The Bermejo River is 1060 km long and has a drainage basin of 123000 km2. Its mean annual discharge is irregular and varies between 20 m3/s and 14000 m3/s.

The river is born in a mountain range known as Sierra de Santa Victoria around coordinates near Tarija, a few kilometres southeast of Chaguaya in Bolivia, and not far from La Quiaca, Jujuy Province, Argentina. In general, it maintains a southeastern direction. At its highest part, its main tributaries are the Lipeo River, and further downstream the Grande de Tarija, the Iruya River, and the San Francisco River. It forms part of the international boundary between Argentina and Bolivia.

The Bermejo is not navigable. In the late 19th century, numerous attempts were made to open up the commercial navigation of the river, but all of them failed, largely due to the river's shallow waters, which carry enormous amounts of sediment. Near the Tropic of Capricorn, the river splits in two; the smaller southern branch, Bermejito, and the northern branch that is known as the Teuco River (also called Bermejo or Bermejo Nuevo). When leaving the province of Salta, the Teuco marks the boundary between the provinces of Chaco and Formosa.

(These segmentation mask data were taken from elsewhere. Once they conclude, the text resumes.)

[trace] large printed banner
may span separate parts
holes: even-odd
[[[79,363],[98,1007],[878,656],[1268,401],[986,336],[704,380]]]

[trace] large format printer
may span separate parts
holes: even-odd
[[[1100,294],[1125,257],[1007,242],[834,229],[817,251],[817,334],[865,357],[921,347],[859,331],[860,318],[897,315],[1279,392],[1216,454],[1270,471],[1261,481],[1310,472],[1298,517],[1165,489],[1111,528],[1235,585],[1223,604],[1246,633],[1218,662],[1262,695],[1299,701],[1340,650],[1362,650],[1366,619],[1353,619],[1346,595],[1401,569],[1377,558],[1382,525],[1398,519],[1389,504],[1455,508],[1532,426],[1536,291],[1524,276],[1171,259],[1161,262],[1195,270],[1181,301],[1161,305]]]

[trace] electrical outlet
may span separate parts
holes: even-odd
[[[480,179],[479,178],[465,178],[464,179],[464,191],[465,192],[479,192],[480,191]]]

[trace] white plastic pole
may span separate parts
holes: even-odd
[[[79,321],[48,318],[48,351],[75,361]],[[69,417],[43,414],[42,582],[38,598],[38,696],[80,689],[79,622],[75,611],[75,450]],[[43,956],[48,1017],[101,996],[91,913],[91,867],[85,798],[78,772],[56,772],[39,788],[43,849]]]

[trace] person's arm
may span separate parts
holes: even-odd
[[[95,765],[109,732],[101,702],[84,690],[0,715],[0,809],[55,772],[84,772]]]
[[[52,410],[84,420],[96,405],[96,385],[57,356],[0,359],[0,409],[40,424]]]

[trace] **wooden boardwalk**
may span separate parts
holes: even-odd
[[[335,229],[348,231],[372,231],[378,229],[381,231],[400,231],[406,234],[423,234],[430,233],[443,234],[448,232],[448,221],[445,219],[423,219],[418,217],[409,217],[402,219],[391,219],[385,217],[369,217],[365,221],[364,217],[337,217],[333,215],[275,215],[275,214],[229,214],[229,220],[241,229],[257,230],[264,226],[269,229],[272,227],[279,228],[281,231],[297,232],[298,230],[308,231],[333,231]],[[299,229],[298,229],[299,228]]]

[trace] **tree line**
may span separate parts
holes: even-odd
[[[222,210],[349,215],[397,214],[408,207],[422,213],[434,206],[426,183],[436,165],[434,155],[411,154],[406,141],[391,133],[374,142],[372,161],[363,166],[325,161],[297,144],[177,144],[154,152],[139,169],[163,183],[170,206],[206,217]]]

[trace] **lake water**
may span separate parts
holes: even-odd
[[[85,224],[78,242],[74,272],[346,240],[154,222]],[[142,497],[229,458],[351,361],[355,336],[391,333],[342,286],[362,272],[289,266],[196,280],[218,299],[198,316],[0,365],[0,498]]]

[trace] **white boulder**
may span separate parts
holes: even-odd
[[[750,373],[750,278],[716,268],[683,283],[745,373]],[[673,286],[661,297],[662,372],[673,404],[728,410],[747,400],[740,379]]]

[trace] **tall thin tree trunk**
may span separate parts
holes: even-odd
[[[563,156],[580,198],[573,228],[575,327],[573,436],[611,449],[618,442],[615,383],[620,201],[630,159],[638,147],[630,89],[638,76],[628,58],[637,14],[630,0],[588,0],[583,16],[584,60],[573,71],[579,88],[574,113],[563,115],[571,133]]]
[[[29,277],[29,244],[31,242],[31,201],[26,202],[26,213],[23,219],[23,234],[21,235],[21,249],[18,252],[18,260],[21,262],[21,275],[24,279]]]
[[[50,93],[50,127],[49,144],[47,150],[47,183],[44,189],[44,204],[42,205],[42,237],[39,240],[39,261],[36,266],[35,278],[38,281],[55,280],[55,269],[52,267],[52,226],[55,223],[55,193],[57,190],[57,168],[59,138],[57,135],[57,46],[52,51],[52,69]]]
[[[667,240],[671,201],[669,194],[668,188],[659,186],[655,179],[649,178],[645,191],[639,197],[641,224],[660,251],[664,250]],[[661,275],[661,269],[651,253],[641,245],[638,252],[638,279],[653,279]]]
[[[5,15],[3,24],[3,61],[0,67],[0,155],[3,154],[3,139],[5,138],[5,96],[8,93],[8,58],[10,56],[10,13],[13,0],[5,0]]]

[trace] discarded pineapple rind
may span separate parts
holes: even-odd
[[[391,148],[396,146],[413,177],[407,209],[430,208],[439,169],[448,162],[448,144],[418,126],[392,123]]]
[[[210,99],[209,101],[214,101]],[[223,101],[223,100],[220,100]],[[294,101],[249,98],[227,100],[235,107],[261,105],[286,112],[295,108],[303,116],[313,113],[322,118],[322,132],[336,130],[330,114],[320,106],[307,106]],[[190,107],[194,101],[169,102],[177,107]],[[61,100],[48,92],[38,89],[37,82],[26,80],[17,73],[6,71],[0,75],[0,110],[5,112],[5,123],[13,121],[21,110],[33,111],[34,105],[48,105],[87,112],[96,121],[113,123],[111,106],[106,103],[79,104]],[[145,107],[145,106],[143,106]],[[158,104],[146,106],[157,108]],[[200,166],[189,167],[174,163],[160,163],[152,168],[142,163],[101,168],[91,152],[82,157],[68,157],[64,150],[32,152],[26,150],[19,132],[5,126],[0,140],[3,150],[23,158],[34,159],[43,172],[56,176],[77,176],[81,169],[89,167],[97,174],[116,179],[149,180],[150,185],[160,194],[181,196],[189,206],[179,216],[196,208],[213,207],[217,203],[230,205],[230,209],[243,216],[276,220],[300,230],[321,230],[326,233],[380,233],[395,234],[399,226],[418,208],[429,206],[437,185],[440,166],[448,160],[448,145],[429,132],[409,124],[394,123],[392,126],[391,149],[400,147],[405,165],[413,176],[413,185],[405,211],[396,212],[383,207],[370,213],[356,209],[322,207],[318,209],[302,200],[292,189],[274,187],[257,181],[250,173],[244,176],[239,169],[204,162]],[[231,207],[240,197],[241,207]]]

The Bermejito, is intermittent and meandering. It crosses Chaco Province near the El Impenetrable jungle. On the shores of this river can still be seen the ruins of the former towns of Concepcion del Bermejo, San Bernardo de Vértiz, and La Cangayé.

The Teuco follows its course to finality and into the Paraguay River, in front of the city of Pilar, in Paraguay.

The river carries red-coloured sediments and produces irregular accumulations that can even alter its course, leaving the older paths as wet depressions.